Люди умирали от кровавого поноса по конюшням, по овинам и под открытым ледяным небом на застывшей земле с намерзшей толстою корою снега. Пританцовывали от холода, переминались с ноги на ногу у костров, напивались и заунывно тянули под гусли песни о царе Лазаре.
Потом на полк вдруг напала спячка, тяжелый нездоровый сон. Люди спали в стогах, в домах, на чердаках, спали в оврагах и даже на кучах навоза. Ночью отправлялись воровать, на заре возвращались, жалкие и понурые.
Кое-кто из солдат, завороженный красотой покрытых снегами лесов и гор, уходил бродяжничать. Через несколько дней им изменяли силы, они валились в снег и замерзали. А тех, кому удавалось добраться до отдаленных селений, принимали в домах, и они там жили целыми неделями. Патрулям приходилось силой возвращать их в лагерь, где каждый день кого-нибудь били палками.
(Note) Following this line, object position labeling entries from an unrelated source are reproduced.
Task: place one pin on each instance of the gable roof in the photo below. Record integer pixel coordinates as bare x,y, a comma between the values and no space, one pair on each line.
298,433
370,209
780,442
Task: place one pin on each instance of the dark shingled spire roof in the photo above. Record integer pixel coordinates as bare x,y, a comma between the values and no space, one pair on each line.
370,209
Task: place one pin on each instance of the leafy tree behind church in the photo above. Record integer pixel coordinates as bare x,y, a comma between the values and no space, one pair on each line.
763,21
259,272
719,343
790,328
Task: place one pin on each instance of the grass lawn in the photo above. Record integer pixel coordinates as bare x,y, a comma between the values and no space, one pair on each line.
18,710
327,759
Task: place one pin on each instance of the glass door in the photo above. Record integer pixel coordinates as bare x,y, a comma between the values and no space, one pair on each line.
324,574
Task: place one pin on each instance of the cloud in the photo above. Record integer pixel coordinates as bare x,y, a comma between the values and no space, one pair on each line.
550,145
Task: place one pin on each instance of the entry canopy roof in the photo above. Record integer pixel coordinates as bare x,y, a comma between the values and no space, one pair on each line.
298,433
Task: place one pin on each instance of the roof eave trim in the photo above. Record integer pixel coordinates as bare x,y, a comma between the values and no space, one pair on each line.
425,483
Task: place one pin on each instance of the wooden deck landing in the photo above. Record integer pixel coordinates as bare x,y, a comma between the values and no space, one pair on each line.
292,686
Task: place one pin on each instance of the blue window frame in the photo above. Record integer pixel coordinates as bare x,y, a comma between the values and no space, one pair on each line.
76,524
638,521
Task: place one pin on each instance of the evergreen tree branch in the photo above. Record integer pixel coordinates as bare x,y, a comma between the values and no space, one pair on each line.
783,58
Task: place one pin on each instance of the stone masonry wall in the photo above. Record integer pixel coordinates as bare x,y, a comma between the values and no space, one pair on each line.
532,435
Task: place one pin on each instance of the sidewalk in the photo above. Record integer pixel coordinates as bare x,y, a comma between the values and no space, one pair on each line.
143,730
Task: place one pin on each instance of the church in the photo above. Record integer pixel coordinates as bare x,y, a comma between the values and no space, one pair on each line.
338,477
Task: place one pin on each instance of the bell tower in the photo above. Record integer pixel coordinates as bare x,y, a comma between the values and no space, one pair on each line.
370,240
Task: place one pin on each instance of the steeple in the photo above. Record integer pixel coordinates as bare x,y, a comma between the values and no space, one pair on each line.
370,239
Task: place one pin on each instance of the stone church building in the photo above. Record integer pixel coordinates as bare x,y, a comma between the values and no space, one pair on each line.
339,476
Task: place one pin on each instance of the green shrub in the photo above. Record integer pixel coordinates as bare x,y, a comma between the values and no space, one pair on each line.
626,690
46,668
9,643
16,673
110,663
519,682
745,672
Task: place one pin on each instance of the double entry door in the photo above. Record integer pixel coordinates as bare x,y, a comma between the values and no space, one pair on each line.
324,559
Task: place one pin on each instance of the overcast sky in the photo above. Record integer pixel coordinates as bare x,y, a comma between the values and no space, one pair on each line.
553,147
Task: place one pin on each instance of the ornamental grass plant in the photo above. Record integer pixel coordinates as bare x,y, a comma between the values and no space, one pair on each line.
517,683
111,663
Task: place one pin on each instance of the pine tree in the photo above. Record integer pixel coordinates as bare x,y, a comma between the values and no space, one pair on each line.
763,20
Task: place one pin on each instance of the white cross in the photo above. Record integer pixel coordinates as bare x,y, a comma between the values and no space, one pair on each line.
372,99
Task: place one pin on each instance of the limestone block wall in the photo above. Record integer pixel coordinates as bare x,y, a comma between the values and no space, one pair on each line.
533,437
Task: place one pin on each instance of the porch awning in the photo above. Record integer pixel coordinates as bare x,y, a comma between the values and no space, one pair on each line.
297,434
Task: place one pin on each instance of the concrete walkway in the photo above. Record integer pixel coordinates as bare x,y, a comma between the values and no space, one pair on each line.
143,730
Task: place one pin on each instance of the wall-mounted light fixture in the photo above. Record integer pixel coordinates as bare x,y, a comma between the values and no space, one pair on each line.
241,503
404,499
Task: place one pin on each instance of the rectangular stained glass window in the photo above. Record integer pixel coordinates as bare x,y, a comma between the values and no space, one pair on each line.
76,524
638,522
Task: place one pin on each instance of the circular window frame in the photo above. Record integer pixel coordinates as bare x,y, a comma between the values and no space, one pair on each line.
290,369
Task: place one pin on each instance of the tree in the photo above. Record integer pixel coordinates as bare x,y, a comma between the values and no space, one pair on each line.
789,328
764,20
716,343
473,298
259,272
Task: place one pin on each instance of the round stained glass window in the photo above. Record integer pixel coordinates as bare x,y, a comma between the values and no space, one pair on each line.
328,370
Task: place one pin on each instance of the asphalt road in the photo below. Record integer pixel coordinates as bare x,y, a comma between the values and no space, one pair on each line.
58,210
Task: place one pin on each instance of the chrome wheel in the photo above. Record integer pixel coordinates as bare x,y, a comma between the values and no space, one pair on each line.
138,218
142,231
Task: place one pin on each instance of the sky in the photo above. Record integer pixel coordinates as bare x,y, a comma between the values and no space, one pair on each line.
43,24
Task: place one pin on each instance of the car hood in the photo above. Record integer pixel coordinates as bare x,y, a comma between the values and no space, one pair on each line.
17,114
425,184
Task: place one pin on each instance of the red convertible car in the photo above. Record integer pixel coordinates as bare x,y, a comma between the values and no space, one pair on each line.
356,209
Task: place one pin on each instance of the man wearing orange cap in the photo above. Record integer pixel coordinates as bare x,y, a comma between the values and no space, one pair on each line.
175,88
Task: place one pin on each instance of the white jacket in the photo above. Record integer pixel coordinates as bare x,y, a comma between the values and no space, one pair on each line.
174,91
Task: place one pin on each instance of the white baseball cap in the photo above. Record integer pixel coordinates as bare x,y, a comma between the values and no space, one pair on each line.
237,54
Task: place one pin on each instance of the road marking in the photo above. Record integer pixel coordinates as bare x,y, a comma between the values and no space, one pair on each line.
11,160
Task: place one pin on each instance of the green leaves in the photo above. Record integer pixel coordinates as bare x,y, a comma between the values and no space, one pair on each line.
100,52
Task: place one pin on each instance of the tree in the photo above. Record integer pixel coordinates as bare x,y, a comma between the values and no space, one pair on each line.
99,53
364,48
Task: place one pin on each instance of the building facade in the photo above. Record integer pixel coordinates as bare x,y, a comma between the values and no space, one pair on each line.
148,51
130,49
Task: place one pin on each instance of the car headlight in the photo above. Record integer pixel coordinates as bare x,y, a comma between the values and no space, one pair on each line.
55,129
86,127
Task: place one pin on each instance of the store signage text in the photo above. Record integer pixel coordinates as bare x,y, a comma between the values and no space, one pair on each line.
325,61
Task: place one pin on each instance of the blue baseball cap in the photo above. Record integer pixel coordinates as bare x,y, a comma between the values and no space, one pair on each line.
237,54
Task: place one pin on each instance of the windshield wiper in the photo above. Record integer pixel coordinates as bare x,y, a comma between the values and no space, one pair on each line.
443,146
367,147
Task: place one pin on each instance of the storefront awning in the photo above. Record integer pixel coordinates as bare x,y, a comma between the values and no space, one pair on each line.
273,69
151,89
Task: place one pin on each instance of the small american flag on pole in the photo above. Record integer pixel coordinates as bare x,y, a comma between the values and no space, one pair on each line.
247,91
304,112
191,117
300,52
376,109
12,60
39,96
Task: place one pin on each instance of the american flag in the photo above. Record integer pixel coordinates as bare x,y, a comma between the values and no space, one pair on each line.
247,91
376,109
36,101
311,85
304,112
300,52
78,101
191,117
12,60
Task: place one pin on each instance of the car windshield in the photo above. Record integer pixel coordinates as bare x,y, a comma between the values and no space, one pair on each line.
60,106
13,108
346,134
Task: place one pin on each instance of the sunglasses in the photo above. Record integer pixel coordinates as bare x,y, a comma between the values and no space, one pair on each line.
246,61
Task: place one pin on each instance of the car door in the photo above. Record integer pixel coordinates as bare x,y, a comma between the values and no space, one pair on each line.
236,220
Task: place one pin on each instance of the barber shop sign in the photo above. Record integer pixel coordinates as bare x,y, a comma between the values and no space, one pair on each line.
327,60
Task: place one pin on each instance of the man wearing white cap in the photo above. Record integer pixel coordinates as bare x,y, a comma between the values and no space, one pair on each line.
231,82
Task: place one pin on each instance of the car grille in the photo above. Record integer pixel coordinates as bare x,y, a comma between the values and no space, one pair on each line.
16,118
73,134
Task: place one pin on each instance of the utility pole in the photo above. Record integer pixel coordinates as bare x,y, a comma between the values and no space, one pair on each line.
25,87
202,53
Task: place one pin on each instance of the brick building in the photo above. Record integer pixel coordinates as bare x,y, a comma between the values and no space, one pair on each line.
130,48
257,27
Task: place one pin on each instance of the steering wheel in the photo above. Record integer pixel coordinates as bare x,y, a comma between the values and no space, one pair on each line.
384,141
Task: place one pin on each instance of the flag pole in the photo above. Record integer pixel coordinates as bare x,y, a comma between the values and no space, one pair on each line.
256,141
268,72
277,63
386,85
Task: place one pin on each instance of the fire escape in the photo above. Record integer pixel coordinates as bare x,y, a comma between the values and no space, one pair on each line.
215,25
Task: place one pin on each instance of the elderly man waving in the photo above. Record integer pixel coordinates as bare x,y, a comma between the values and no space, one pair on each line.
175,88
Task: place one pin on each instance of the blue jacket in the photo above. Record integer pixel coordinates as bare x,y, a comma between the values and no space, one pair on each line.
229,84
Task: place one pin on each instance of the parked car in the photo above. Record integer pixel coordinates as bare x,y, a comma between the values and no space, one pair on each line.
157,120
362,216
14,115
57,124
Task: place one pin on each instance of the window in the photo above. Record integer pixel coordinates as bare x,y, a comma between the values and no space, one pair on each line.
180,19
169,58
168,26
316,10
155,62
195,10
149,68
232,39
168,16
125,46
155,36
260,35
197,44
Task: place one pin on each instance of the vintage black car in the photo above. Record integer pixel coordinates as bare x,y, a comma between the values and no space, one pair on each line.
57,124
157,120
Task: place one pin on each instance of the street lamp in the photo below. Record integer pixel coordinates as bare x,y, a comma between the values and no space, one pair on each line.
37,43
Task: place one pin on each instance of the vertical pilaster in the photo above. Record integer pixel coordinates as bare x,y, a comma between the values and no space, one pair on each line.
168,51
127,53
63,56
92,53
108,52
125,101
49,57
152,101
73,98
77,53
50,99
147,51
Привыкшие думать и чувствовать одинаково, все уже догадывались, что о великой войне, в которой их полк прославится, вознесется до самых небес, нет и речи. Подобно снегу, занесшему следы колес и копыт за полком, молчание начальников и немецких офицеров положило конец разговорам о доблестных битвах и победах. Из Вены не приходило никаких распоряжений, и полк чувствовал себя незваным гостем на чужой земле.
Когда полк, почерневший от дыма, пахнущий порохом, с развернутыми знаменами, с покрытыми кровью ранеными, впервые появился в этих местах, окрестные жители были потрясены его видом и напуганы. Но вскоре выпал снег, и орава этих чужих неистовых солдат словно утонула в тишине снежных сугробов, и постепенно о них позабыли. И лишь в окольных селах женщины шептались об их необычайной мужской силе.
Муштры больше не было, и полк, расселившись по заснеженным землянкам и обнесенным плетнем соломенным навесам, был не виден и почти не слышен, если бы не завывание и причитание солдат под гусли, казавшиеся до того страшными и жалостливыми, что на глазах у женщин выступали слезы.
Барон Беренклау куда-то укатил, большинство немецких офицеров разбрелось, и полк превратился в толпу бездомных нищих. Какое-то время у повозок стояли часовые, но вскоре исчезли и они. Снегу выпало по колено, он укутал голые деревья и кусты. В сером небе каркали вороны, а по ночам при свете месяца стали выходить стаи волков.
Кровавая слава полка уже стерлась из памяти, а его потерям никто не придавал значения. Конец оказался жалким и убогим. Люди дрожали и мерзли от лютой стужи, а дни тянулись бесконечно.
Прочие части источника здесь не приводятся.